Today, many interact on Facebook and Twitter by using their laptops, tablets, or smartphones while watching television. But new technology may be melding this entertainment process into one device, according to The Sydney Morning Herald.
The new development, being produced by the Australian Centre for Broadband Innovation, could allow social media sites to be integrated with any show on any channel. The feature would display tweets about a program overlaid on top of the television image, and would recommend other programs based on the user's behavior and the taste of their Facebook friends.
It's about allowing people to engage a little more than they have been able to in the past with what they're watching, ACB's manager of new media services, Chris Winter, told the Sydney Morning Herald.
Second-screen viewing, which is the tendency of television viewers to engage in social media activity through mobile devices, laptops, or tablets while watching a program, has already become standard for Americans.

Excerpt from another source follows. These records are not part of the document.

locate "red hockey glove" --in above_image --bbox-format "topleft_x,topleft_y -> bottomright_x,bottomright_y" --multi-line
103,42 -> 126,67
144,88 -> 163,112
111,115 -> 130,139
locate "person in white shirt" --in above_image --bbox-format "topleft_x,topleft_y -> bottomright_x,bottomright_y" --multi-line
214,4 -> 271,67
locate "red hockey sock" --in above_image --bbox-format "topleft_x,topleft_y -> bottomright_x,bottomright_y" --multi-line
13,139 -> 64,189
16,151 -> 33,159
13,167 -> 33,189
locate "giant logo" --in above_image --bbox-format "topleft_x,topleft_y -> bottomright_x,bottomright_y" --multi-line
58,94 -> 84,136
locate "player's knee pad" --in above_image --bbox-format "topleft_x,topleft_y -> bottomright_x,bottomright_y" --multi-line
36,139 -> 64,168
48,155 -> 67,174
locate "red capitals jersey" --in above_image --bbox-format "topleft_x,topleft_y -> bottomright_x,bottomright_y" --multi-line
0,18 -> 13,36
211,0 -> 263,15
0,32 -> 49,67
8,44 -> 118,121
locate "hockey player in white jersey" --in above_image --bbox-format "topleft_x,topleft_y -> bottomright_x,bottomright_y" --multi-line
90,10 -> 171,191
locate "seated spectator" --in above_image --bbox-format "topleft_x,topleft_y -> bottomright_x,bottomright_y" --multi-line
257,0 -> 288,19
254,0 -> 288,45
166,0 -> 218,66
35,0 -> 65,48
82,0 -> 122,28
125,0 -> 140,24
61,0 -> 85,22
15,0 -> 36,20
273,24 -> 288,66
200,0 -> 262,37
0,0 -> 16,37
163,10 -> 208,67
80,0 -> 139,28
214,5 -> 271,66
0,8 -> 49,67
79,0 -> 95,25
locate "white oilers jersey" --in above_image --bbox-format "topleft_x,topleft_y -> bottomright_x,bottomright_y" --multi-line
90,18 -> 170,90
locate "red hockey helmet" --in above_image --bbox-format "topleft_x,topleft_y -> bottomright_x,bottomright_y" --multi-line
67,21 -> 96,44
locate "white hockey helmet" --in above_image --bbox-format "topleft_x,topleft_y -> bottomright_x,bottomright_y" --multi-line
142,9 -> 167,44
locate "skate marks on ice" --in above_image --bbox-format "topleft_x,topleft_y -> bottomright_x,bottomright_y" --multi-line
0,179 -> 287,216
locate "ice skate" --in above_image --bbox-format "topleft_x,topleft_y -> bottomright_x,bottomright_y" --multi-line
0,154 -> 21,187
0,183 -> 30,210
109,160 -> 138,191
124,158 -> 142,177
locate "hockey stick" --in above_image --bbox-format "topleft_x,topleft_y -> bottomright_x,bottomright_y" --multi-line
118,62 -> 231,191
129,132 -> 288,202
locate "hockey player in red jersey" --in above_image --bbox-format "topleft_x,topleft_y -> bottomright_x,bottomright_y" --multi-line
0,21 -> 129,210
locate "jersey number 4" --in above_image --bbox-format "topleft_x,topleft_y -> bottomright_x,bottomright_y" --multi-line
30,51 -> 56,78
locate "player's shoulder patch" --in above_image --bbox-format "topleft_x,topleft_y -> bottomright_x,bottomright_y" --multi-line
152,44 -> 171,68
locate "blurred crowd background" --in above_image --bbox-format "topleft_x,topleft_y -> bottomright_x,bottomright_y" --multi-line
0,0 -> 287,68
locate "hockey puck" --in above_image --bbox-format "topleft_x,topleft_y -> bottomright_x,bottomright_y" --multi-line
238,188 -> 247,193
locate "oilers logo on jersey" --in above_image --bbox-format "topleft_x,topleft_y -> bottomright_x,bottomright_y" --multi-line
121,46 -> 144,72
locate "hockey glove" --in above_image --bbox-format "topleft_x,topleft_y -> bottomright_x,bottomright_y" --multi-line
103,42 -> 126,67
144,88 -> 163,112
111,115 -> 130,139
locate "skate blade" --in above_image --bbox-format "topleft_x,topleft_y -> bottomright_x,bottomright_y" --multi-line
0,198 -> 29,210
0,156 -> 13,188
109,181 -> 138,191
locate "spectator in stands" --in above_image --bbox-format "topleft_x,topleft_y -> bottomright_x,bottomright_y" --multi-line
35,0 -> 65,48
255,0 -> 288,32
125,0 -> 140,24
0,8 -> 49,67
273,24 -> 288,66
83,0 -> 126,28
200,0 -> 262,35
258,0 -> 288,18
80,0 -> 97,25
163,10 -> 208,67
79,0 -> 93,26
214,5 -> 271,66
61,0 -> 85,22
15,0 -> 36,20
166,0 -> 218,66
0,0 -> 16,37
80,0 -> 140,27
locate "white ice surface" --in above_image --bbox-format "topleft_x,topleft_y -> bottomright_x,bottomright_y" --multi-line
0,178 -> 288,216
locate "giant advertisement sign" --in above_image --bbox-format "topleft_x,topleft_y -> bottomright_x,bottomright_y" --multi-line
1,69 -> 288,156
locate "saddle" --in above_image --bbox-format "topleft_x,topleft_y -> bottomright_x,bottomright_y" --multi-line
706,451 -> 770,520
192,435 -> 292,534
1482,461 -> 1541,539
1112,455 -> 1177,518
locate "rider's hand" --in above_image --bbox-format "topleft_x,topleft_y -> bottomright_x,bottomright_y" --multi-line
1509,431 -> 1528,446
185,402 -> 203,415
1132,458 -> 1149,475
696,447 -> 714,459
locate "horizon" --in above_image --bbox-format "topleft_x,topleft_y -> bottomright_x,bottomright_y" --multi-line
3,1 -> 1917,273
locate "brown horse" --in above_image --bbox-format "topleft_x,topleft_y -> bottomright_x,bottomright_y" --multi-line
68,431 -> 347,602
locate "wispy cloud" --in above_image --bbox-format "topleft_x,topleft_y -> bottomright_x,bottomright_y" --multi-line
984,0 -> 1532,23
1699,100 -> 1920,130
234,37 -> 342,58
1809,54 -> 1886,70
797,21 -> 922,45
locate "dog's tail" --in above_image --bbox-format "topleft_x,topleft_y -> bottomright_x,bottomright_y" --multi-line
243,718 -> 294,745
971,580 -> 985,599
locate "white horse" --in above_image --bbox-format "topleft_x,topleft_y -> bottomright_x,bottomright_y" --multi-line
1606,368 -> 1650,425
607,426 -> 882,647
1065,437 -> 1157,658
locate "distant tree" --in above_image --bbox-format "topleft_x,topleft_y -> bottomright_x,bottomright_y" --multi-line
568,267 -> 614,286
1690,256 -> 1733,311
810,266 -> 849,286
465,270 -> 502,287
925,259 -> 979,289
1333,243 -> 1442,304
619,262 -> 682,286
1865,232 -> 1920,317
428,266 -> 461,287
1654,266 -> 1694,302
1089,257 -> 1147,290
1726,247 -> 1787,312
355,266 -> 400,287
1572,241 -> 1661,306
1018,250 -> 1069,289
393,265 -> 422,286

According to a survey from Nielsen, 86 percent of mobile Internet users interact with their mobile devices while watching TV.

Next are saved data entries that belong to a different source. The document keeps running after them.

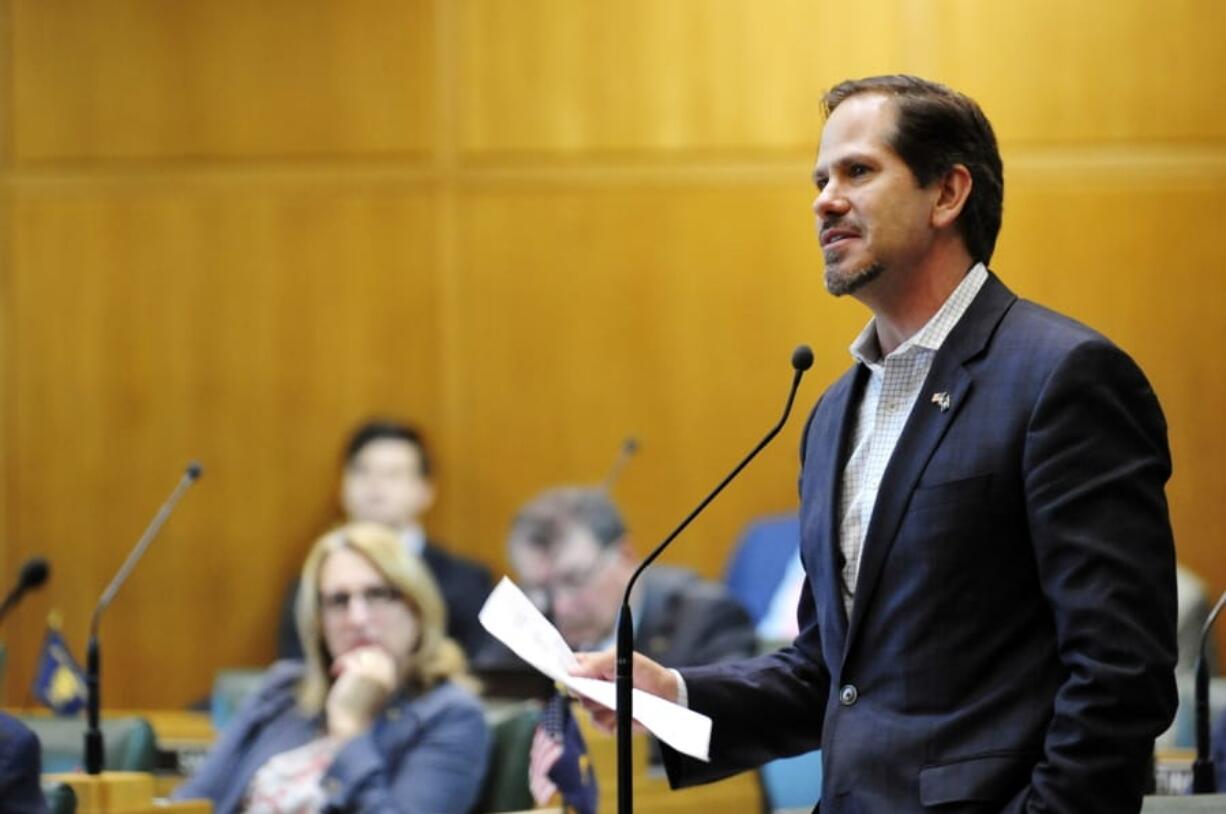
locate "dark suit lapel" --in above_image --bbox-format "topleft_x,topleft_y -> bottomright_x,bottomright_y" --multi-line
842,274 -> 1017,658
805,364 -> 868,648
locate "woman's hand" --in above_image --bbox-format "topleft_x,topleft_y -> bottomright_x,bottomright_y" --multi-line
325,645 -> 398,740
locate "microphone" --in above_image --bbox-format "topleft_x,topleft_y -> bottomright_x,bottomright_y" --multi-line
84,461 -> 203,775
0,556 -> 51,623
602,437 -> 640,492
1192,590 -> 1226,793
614,345 -> 813,813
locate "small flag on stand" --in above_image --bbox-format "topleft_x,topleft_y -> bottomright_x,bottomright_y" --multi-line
528,690 -> 598,813
31,613 -> 86,716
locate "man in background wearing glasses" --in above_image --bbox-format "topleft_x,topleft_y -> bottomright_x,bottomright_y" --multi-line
508,485 -> 755,669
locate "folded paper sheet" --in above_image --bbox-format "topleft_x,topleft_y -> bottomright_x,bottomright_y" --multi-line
478,576 -> 712,761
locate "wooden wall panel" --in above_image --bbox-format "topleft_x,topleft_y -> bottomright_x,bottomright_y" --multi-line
2,184 -> 442,705
449,179 -> 840,575
920,0 -> 1226,144
456,0 -> 904,155
11,0 -> 436,161
0,1 -> 12,623
456,0 -> 1226,156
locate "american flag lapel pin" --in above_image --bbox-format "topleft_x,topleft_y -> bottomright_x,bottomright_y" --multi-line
931,391 -> 951,412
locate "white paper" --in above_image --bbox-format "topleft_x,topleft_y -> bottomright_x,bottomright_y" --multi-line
479,576 -> 712,761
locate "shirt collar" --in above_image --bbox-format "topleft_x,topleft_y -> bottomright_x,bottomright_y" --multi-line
849,262 -> 988,367
401,524 -> 426,556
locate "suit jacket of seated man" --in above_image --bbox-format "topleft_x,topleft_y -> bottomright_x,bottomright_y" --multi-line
634,565 -> 757,668
0,712 -> 46,814
662,272 -> 1178,814
277,538 -> 492,661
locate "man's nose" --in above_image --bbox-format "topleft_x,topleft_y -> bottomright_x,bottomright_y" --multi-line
813,182 -> 849,220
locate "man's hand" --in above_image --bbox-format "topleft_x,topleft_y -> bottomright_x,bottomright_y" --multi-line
325,645 -> 398,740
571,650 -> 680,733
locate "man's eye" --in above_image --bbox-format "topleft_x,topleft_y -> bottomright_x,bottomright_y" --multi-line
849,164 -> 870,177
814,176 -> 828,191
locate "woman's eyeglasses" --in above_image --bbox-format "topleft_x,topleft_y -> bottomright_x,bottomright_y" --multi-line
320,585 -> 403,614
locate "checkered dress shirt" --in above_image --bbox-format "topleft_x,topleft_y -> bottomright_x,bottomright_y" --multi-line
837,263 -> 988,617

I think the whole phenomenon of second screen viewing already exists, so there's an ability to make it a little more visible on television, said CEO of Short Stack Jim Belosic, an advertisement agency specializing in creating custom Facebook pages.
The move to create social media-integrated television takes the entertainment industry's inclination to social advertising even further. Applications designed to facilitate the second-screen experience, such as TV check-in app GetGlue and Zeebox, have seen generous investments this year. According to mobile industry news site GoMo, $12 million was invested in GetGlue and $32 million was invested into Shazam.

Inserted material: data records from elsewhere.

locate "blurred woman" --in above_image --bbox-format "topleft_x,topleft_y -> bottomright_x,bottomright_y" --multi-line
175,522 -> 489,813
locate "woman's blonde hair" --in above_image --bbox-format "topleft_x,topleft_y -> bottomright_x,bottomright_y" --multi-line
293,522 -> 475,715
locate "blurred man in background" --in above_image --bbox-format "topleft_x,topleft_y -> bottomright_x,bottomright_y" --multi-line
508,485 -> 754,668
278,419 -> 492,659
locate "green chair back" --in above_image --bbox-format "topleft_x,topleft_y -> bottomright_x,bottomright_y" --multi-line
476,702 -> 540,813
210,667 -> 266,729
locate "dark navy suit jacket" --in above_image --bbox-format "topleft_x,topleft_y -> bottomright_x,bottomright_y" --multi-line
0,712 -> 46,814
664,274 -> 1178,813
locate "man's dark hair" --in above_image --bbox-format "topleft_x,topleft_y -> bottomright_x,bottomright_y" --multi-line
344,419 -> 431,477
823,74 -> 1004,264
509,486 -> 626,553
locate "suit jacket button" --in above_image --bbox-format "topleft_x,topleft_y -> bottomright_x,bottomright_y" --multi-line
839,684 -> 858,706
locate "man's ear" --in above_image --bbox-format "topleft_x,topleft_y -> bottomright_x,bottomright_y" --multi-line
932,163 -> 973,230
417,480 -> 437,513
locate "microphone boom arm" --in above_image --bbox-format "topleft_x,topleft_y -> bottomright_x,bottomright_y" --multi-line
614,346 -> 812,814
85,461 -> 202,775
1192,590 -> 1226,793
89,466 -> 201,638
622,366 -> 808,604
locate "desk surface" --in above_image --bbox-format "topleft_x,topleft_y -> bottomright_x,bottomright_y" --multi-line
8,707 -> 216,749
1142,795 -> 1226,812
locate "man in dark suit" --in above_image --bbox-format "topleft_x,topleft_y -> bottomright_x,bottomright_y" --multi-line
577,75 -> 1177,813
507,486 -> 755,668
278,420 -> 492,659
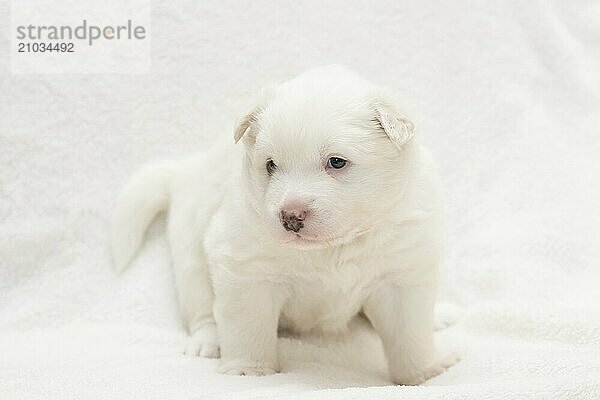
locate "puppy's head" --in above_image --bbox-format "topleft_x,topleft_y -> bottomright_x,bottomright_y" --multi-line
235,66 -> 415,249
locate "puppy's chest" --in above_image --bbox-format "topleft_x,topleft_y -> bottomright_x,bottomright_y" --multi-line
278,259 -> 376,334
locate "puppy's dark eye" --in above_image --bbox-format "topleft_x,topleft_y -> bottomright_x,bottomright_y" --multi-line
266,159 -> 277,175
328,157 -> 347,169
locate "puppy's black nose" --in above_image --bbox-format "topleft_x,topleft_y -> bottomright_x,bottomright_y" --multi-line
279,209 -> 306,233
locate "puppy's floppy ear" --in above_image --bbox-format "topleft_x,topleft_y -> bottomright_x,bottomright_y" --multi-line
233,106 -> 263,144
372,100 -> 415,150
233,85 -> 276,144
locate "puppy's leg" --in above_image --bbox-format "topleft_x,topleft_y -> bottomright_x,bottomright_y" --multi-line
364,281 -> 459,385
168,204 -> 219,358
213,279 -> 286,376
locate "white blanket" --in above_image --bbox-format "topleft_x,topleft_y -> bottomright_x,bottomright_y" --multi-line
2,1 -> 599,399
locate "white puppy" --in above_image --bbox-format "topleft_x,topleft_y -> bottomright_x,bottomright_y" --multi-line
112,66 -> 458,385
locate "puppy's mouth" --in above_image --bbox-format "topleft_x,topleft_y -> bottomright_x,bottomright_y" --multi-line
280,228 -> 369,249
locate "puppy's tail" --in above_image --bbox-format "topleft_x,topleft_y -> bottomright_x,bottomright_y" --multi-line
111,162 -> 173,272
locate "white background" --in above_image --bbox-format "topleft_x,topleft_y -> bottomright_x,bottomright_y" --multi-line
1,1 -> 599,399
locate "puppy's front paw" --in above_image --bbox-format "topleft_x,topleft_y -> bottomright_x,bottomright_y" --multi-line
184,326 -> 220,358
393,352 -> 460,385
218,360 -> 279,376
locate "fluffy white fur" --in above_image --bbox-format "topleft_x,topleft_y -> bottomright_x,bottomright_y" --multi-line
112,66 -> 458,385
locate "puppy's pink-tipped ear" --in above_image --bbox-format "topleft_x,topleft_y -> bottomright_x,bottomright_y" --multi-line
233,107 -> 262,144
233,85 -> 276,144
373,101 -> 415,150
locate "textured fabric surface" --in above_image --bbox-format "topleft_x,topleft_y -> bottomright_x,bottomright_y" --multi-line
1,1 -> 600,399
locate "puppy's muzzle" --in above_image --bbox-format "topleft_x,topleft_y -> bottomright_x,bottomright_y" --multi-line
279,209 -> 307,233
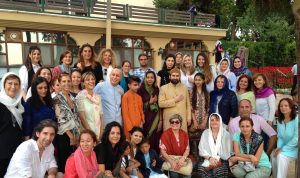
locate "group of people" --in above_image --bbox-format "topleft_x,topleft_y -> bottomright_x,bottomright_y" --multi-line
0,44 -> 298,178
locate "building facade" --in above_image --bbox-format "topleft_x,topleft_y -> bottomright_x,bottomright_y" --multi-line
0,0 -> 226,81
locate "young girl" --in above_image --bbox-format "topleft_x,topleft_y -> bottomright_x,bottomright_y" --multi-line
120,141 -> 142,178
189,73 -> 209,159
135,139 -> 167,178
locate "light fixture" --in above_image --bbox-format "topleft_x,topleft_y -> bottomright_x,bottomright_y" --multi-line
158,47 -> 164,55
169,41 -> 175,48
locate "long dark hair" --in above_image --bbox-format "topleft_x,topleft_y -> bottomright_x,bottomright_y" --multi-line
162,53 -> 175,70
25,46 -> 42,71
101,121 -> 126,158
77,43 -> 96,68
277,98 -> 297,124
192,73 -> 209,111
30,77 -> 53,111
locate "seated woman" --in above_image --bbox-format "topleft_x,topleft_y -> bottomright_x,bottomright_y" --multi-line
271,98 -> 298,178
128,127 -> 145,157
160,114 -> 191,178
230,117 -> 271,178
64,129 -> 99,178
193,113 -> 231,178
95,121 -> 126,178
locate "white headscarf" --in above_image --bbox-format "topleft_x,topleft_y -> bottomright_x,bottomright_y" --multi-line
207,113 -> 223,160
215,40 -> 222,47
217,58 -> 231,76
0,72 -> 24,128
199,113 -> 232,167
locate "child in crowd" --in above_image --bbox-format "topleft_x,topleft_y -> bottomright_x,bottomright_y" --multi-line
135,139 -> 167,178
122,75 -> 145,138
51,76 -> 61,98
120,141 -> 143,178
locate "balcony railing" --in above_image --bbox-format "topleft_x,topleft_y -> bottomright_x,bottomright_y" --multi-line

The television industry as a whole is exhibiting a distinct confidence and optimism toward social TV, wrote CEO and Co-founder of Screenreach Interact Paul Rawling in GoMo.
But with new technology also comes more questions. The integration of social media into television shows raises the question of moderation.
I definitely think we would have to wait until there was hardware with Wi-Fi enabled TVs so that you could have more control, said Belosic. We're still in the gap between generations now where a lot of users would be annoyed by a feed going across their screen all the time.
Another possible concern involves competition between major networks. According to the Sydney Morning Herald, recommendations selected for viewers would be based on posts from other users, not just content chosen by the broadcasters.
Let's say I'm watching ABC and a trending topic is another show on NBC, Belosic pointed out. If I'm allowing that on this channel, am I going to want to encourage people to go to NBC? I think broadcasters would have that hurdle to overcome.
With television shows launching promotional Twitter events and Facebook pages on a regular basis, mainstream TV is increasingly becoming a social element.
There would be more of an emphasis to get home and watch the thing live so that they can join in on the conversation, said Belosic. Using a DVR wouldn't have the same social experience.